By Echo Wang and Manya Saini
May 20 (Reuters) – SpaceX took the wraps off its IPO filing on Wednesday, opening the books of the company that has already revolutionized rocket technology, with even larger ambitions to colonize Mars and build AI data centers in space.
The listing is poised to become the first trillion-dollar U.S. market debut and could set the stage for a number of monumental IPOs in coming months, among them potentially technology giants OpenAI and Anthropic.
The sale would immediately cement SpaceX as one of the world’s most valuable publicly traded companies, the second in Elon Musk’s sprawling business empire to surpass $1 trillion in market value.
The filing confirmed a series of recent Reuters reports about the IPO.
SpaceX has grown into the world’s largest space business since its founding in 2002 by launching thousands of Starlink internet satellites. Its pioneering use of reusable rockets has transformed the economics of space, forcing competitors like Jeff Bezos’ Blue Origin to play catch-up.
While SpaceX made its name by building rockets and launching satellites into space, most of its $18.67 billion in revenue last year came from its Starlink satellite internet business and much of its future growth hinges on artificial intelligence-related businesses. Its nascent xAI unit still loses money, according to the filing.
A successful sale could value the company at a record-setting $1.75 trillion, which would put its founder on track to become the first trillionaire in history, validating years of defying accepted logic through the development of rockets that can land and be flown again.
The company’s regulatory disclosure comes during a critical week for the rocket maker, which is preparing to launch a test flight of its next-generation Starship rocket.
Musk’s plans for lunar and Mars missions and to expand its Starlink satellite internet business depend on the new rocket. The test launch, originally scheduled for Tuesday, is now expected later this week.
The board has given Musk control over the company, but ties much of his compensation to audacious targets of establishing a permanent human colony on Mars and building space data centers with compute capacity powered by the equivalent of 100 terawatts, or 100,000 one-gigawatt nuclear reactors, Reuters previously reported.
Musk will retain 85.1% of the combined voting power of the company, the filing showed.
SpaceX is aiming to list its shares as early as June 12, with a roadshow launch targeted for June 4 and the share sale expected as early as June 11, Reuters reported last week.
‘HALO EFFECT’
Musk’s CEO celebrity persona may matter more to some investors than SpaceX’s underlying business fundamentals, analysts and academics said, because there are no other comparable companies against which to benchmark its valuation.
The company said it was targeting a potential total market of $28.5 trillion across its businesses, with a majority of that possible revenue tied to AI.
The figures, disclosed for the first time to the public in its S-1 regulatory filing, show how SpaceX depends on its Starlink-driven revenue base, but believes its long-term prospects center around AI and related infrastructure operations that are currently unprofitable.
SpaceX will use a dual-class share structure that gives Class B shareholders 10 votes each, concentrating control with Musk and a handful of other insiders, while Class A shares sold to public investors will carry one vote each, the prospectus showed.
The company has adopted numerous provisions that, taken together, severely limit shareholder rights, forcing legal claims through arbitration, restricting where cases can be filed and protecting Musk from being fired by anyone other than Musk.
The company reported revenue of $4.69 billion in the three months ended March 31, compared with $4.07 billion a year earlier.
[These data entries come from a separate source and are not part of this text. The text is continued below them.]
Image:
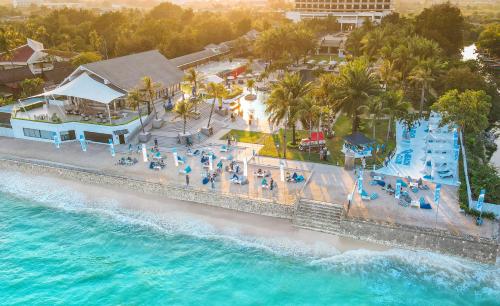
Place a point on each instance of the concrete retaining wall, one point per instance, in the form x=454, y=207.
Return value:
x=229, y=201
x=479, y=249
x=6, y=132
x=483, y=250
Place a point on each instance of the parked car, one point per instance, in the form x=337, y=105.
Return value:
x=316, y=140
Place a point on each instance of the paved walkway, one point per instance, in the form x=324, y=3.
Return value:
x=326, y=183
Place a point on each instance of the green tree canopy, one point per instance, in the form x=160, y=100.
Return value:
x=30, y=87
x=444, y=24
x=85, y=58
x=489, y=39
x=468, y=109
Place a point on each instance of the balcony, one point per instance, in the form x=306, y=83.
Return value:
x=88, y=113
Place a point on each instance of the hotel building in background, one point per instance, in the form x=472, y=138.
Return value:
x=349, y=13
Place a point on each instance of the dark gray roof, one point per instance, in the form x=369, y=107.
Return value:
x=193, y=57
x=358, y=139
x=126, y=72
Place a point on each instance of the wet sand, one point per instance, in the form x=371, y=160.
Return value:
x=223, y=221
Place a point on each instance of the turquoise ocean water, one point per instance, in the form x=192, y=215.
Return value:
x=57, y=249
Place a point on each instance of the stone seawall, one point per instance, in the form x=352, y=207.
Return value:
x=478, y=249
x=396, y=235
x=229, y=201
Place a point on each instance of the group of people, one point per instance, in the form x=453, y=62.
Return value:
x=265, y=184
x=233, y=167
x=323, y=153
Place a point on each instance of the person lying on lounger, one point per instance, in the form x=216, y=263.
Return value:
x=264, y=183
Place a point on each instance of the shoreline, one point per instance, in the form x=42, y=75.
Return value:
x=360, y=232
x=220, y=220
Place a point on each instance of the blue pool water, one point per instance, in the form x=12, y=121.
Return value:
x=56, y=249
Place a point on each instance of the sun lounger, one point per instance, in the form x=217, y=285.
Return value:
x=185, y=170
x=399, y=159
x=193, y=153
x=365, y=195
x=423, y=204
The loss over the same period came in at $1.27 per share, compared with a loss of 18 cents a year earlier.
The scale of the offering has drawn attention to the increasingly interconnected structure of Musk’s business empire, often dubbed the “Muskonomy,” which includes leading electric vehicle company Tesla, as well as his businesses in AI and brain-chip implants.
SpaceX merged with Musk’s artificial intelligence startup xAI in a deal that valued the rocket company at $1 trillion and the developer of the Grok chatbot at $250 billion.
SPACE RACE
The race to commercialize space has intensified as private companies led by SpaceX and Blue Origin compete to slash launch costs, deploy satellite networks and secure government contracts.
SpaceX’s revenue is driven by Starlink, the world’s largest satellite operator. The network of about 10,000 satellites offers broadband internet to consumers, governments and enterprise customers. But the company’s expanding footprint across aviation, maritime and enterprise markets is helping turn capital-intensive space projects into a recurring revenue engine.
High-profile AI firms, including OpenAI and Anthropic, are also exploring potential public listings later in 2026.
SpaceX plans to earmark a significant portion of shares for retail investors and will host about 1,500 of them at an event in June, Reuters reported in April.
The company is expected to list on the Nasdaq and Nasdaq Texas under the ticker symbol “SPCX.”
Goldman Sachs, Morgan Stanley, Bank of America, Citigroup and J.P. Morgan are the bookrunners.